In fact, receiving books at all was often a challenge. Nelson explains:
You might make an application to a South African library for a book on contract law. They would process your request and then send you the book by post. But because of the vagaries of the mail system, the remoteness of the island, and the often deliberate slowness of the censors, the book would reach you after the date that it needed to be returned. If the date had passed, the warders would typically send the book back without even showing it to you.
His dedication to education is truly astonishing, when one considers that he was undergoing long, gruelling hours of manual labour each day. Fellow prisoners recall that, when Nelson had free time, he wrote his autobiography in secret. Although the manuscript was discreetly smuggled to London, wardens found several stray pages and banned Nelson from his law education for four years.

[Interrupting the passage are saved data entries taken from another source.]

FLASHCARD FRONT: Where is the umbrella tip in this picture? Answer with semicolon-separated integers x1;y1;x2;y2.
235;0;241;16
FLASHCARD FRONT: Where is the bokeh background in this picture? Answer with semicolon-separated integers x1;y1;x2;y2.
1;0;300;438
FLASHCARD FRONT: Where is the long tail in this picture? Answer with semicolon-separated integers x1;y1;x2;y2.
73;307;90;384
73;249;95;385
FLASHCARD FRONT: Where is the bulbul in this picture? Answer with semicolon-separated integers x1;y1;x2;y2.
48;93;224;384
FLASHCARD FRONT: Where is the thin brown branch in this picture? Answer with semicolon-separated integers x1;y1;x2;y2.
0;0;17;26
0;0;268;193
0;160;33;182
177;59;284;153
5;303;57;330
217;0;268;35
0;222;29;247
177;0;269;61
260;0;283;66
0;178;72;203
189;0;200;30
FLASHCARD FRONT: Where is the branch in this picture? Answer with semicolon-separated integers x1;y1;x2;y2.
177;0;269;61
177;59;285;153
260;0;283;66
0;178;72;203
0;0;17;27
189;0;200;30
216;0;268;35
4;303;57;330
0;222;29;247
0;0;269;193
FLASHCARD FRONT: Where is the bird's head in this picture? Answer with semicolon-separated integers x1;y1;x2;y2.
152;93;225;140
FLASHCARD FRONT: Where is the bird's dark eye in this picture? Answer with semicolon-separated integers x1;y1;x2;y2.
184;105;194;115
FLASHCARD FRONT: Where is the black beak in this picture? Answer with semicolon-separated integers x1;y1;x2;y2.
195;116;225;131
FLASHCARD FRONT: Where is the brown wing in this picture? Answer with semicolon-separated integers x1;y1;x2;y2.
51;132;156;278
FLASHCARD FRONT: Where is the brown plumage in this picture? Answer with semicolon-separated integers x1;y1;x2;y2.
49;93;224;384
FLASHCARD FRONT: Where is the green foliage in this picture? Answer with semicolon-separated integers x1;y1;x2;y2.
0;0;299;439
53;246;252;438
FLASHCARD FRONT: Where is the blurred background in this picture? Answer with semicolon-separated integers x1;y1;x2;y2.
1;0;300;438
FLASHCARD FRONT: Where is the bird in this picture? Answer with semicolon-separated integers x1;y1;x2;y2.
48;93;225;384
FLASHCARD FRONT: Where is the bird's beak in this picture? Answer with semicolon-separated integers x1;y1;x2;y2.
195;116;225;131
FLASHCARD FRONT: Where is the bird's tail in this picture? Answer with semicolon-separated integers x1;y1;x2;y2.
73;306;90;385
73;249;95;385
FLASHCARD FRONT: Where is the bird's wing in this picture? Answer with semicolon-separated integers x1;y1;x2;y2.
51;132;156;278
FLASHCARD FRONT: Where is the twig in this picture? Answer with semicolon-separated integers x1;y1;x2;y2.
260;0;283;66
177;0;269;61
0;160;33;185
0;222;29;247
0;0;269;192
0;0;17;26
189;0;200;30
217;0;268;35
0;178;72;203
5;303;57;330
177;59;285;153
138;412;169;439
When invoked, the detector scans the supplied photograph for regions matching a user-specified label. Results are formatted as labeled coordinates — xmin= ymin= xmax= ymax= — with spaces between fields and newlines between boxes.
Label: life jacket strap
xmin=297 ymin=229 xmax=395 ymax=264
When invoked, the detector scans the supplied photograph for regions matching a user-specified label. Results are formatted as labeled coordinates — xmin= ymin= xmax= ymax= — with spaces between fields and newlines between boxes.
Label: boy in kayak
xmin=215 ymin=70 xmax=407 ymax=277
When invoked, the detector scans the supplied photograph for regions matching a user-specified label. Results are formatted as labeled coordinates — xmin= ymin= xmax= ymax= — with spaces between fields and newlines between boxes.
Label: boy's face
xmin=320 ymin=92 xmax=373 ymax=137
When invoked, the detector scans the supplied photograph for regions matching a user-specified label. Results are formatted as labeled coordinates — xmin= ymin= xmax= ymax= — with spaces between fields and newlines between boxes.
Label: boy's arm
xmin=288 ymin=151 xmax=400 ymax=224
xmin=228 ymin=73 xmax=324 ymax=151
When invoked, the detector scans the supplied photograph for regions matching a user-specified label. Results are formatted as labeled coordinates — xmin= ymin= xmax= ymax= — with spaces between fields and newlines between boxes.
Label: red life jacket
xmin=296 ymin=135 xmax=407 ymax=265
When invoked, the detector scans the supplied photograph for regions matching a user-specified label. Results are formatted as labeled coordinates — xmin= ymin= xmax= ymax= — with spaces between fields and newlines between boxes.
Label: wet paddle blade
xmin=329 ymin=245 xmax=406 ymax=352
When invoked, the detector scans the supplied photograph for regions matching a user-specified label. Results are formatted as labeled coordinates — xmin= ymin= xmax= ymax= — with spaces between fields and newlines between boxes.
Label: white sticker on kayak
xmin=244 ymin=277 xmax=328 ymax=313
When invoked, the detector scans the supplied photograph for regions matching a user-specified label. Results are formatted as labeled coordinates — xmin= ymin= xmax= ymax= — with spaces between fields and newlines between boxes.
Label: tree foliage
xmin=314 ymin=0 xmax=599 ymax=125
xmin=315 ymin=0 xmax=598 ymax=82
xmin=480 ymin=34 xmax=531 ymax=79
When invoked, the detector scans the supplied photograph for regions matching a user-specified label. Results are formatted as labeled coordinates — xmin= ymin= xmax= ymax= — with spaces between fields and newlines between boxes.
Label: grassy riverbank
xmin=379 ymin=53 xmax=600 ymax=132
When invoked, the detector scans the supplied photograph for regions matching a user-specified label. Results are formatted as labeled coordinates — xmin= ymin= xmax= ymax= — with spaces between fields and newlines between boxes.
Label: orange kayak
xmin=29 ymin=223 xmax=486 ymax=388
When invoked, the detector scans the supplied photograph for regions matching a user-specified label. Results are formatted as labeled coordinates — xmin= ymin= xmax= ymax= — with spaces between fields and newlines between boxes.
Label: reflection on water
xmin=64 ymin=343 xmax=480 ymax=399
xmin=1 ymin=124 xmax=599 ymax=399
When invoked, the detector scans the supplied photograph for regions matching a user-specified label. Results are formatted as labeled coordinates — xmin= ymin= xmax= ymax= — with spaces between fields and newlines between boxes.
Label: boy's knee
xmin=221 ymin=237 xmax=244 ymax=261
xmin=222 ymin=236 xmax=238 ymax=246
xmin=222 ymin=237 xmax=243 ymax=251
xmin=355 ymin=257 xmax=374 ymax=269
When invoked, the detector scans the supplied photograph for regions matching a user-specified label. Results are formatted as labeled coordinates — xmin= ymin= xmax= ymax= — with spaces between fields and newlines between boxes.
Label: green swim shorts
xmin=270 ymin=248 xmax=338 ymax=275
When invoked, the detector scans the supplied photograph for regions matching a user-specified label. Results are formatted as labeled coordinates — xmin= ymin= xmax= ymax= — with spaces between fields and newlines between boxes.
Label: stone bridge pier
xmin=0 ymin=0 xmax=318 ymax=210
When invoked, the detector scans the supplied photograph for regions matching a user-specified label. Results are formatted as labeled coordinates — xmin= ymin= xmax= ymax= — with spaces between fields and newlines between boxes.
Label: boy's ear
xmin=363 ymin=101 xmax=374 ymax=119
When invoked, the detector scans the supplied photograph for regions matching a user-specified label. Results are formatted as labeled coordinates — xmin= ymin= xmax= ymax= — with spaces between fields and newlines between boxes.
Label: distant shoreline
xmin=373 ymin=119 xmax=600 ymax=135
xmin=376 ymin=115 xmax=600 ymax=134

This event is also covered in his autobiography, in a surprisingly humorous tone:
When my studies were cancelled, I was still in the midst of pursuing my LL.B. at the University of London. I had started studying for the LL.B. during the Rivonia Trial and the suspension of study privileges for four years would undoubtedly assure me of the university record for the most number of years pursuing that degree.
During his last several years in prison, Nelson was relocated frequently as he battled tuberculosis. He was released Victor Verster Prison on 11 February 1990, shortly after the ANC had come into better relations with the government. In 1991, he replaced his long-time friend Oliver Tambo as President of the ANC. In 1993, Nelson and President F.W. de Klerk jointly won the Nobel Peace Prize ‘for their work for the peaceful termination of the apartheid regime, and for laying the foundations for a new democratic South Africa.’
Nelson achieved further success when, on 10 May 1994, he was inaugurated as South Africa’s first democratically elected President. His autobiography, Long Walk to Freedom, was published in this year and provided the adoring public with a deeper understanding of Nelson’s journey to the Presidency. He married his third wife Graça Machel in 1998, and in 1999, in accordance with his beliefs, Nelson stepped down after one term as President.
In 2004, he became the third recipient of the Freedom of the City of Johannesburg award, the highest recognition of a person's contribution to the welfare of the city and its inhabitants. A statue of Nelson was unveiled at the doors of the former Victor Verster Prison, where he served the last of his prison term, in 2008.
Nelson died on 5 December 2013, leaving behind a legacy of devotion to democracy, equality and learning.
Today, more than 15,000 students study on the University of London’s LLB programme through distance and flexible learning. Some of those students are, like Nelson Mandela, incarcerated, and the University of London partners with the African Prisons Project (APP) in Kenya and Uganda to provide them with education in areas such as law, accounting and computing.